No quería levantarme, tenía fiebre y dolor muscular, pero tenía que apoyar a todos mis amigos para realizar un conversatorio, así que me duché y al salir tomé un antiestamínico, cosa que nunca hago ya que tengo mala experiencia con las pastillas.

Los micrófonos, la mesa, las sillas, las carpetas de trabajo, los papelógrafos, el break, etc… todo para intentar no tener errores, aunque los tuvimos y los tendremos siempre (tal vez en menos grado), ya que con la práctica la teoría se pule.

Al finalizar, nos fuimos a almorzar en plan de las tres de la tarde, todos cansados luego de varios días de trabajo previo, en papeleos, solicitud de local, compras y caminatas.
No suelo poner nombres, sin embargo, me es inevitable. Gracias, Pamela, Stephanye, Julissa, Rocío, Omar, Ranulfo, Henry, Luis y Lincoln. A los expositores y a la docente Ana Prado que impulsó la realización.

Por la noche, con otra pastilla encima (para no caerme en pedazos), me encontré con “Pam” y la noche tuvo un giró de 270 grados.

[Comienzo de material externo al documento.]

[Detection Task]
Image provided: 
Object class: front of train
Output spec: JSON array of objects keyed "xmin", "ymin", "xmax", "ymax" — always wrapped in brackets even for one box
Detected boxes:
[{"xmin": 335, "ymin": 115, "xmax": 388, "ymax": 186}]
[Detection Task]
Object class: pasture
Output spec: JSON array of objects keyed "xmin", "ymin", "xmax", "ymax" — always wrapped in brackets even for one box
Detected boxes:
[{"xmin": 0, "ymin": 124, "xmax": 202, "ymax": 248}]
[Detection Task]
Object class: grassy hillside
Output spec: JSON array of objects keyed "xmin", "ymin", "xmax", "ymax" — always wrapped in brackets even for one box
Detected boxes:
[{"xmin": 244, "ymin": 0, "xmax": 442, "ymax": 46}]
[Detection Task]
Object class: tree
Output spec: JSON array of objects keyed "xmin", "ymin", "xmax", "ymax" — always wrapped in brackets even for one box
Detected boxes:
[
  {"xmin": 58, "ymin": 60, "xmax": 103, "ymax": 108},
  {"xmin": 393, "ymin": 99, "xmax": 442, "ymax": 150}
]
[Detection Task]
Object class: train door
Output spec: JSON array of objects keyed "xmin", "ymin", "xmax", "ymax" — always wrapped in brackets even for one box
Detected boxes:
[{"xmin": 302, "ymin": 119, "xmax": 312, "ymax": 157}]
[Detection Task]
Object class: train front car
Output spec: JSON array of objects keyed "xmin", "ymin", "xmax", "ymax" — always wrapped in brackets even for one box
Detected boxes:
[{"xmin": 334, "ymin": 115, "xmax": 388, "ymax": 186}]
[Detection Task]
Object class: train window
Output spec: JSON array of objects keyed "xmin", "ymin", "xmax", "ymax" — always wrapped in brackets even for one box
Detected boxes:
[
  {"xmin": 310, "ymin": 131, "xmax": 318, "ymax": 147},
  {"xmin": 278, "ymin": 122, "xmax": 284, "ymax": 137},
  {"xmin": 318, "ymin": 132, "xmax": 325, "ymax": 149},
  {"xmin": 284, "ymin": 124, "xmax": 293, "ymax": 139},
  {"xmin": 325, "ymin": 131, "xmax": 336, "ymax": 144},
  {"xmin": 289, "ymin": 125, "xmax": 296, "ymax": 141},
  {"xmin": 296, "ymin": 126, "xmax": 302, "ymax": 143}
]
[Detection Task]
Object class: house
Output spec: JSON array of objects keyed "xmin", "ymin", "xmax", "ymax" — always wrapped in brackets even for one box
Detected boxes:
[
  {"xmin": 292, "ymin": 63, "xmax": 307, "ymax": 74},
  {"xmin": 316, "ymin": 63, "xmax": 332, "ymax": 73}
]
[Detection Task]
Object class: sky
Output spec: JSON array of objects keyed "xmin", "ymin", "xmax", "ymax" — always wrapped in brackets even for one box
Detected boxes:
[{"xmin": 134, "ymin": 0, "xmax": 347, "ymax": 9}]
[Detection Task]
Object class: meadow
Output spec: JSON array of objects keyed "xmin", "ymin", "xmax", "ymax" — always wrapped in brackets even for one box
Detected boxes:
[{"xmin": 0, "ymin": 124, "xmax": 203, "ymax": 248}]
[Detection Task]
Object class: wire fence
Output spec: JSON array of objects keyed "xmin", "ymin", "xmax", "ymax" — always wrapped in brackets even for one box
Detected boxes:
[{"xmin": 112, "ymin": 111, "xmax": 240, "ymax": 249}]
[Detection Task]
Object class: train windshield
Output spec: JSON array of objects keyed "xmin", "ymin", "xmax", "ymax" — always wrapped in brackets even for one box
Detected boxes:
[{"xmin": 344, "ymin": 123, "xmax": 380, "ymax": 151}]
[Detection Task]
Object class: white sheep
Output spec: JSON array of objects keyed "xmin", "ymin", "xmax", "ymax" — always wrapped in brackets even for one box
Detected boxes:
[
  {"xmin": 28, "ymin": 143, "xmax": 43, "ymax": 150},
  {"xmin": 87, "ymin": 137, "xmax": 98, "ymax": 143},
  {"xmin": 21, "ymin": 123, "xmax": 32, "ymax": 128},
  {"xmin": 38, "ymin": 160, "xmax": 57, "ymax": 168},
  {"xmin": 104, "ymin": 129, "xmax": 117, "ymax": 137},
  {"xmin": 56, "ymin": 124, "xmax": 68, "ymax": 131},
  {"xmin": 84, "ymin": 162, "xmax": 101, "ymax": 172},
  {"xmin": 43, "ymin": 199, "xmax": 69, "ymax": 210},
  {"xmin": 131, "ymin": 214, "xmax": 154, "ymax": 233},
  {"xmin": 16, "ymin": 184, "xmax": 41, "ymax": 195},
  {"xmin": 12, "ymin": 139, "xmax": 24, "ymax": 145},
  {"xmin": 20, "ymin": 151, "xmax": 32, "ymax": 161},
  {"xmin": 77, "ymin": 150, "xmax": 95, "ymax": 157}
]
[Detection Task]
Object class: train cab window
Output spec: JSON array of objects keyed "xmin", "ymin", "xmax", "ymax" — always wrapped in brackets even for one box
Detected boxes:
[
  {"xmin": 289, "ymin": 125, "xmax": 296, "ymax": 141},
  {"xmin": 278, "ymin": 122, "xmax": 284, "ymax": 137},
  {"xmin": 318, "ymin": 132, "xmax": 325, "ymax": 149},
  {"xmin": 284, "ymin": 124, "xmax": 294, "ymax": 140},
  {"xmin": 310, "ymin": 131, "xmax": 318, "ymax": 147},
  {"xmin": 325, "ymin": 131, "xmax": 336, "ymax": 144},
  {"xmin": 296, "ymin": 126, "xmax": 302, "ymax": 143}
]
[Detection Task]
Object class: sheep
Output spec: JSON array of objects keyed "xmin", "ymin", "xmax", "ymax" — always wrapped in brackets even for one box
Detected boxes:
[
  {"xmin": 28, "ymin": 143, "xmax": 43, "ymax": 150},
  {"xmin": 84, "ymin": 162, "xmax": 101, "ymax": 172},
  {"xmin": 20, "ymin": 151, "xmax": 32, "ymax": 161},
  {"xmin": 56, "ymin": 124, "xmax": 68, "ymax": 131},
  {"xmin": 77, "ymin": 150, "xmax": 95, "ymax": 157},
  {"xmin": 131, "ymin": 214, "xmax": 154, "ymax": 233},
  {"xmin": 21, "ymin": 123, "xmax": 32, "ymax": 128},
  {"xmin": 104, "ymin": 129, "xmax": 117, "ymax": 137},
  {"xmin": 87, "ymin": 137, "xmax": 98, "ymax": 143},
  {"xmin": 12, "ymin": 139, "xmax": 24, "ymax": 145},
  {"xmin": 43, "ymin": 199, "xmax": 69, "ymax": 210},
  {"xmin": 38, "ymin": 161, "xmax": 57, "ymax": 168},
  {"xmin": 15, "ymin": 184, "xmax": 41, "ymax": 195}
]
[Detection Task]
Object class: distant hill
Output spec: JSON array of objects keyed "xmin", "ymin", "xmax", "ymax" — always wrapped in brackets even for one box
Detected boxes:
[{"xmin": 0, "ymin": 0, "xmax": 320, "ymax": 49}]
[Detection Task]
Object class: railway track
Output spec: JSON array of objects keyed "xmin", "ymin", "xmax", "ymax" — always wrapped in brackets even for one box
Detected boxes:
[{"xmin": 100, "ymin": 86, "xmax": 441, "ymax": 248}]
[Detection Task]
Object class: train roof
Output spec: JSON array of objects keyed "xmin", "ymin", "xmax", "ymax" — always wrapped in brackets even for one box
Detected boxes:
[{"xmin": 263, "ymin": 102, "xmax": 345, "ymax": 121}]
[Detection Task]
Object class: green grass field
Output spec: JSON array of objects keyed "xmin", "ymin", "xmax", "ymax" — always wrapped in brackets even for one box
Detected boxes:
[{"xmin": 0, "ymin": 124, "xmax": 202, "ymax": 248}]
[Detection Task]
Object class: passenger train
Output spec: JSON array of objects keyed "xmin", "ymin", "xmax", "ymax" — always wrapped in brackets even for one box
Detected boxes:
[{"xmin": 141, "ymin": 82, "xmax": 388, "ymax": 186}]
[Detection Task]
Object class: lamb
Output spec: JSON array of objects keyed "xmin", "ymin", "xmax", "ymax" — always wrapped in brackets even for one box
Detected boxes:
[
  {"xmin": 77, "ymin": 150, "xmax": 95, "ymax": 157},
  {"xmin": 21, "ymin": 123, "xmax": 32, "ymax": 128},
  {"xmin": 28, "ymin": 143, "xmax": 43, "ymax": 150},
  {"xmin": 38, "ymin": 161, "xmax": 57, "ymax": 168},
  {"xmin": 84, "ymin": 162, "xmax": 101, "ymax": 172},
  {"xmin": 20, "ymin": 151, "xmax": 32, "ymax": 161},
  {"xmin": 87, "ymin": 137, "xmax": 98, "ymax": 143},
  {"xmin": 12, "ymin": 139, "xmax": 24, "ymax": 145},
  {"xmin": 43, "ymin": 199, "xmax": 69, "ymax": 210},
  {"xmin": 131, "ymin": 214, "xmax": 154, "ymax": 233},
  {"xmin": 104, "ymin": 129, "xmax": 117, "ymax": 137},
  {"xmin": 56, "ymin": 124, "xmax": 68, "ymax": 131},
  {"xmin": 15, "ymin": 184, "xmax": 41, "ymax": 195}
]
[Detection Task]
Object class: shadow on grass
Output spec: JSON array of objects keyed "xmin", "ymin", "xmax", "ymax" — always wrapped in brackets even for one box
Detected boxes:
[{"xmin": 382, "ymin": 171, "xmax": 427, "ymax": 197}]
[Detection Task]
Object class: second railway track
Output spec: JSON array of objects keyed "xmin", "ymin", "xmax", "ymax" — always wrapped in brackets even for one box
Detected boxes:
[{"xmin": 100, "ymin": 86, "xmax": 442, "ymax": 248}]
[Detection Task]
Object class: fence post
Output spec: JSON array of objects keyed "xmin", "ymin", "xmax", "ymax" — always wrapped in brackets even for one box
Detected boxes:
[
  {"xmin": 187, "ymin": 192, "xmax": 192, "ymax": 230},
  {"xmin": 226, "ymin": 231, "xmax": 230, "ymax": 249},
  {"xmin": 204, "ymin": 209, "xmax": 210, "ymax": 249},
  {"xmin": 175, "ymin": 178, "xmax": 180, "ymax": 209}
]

Cuando estábamos en un chupódromo (El Pitbull), Pam sacó una hoja Gillette, la misma que contenía la navaja soñé, me sorprendió demasiado, pero ella nos mencionó que era una navaja que no tenía filo, que sólo servía de adorno o para llevarlo como collar. Sus patas comenzaron a juguetear con el objeto, yo preferí no hacerlo porque me quedé un poco perturbado luego de haber recordado el terrible sueño.

Luego fuimos a la fiesta de cachimbos de la facultad, la mancha de siempre, los pasos de siempre y alcohol, alcohol y más alcohol para los que pedían despegar los pies del piso. Más bien, en las dos últimas reuniones chupísticas con unos colegas he quedado con buena imagen ya que pasada las cinco de la mañana y seguía igual de sobrio. O es que me sirvo poco o es que algo raro me debe haber pasado.
 
Para cerrar con broche de oro la noche (o mejor dicho: la madrugada), fuimos a mi casa para terminar la mitad de botella de whisky que tenía.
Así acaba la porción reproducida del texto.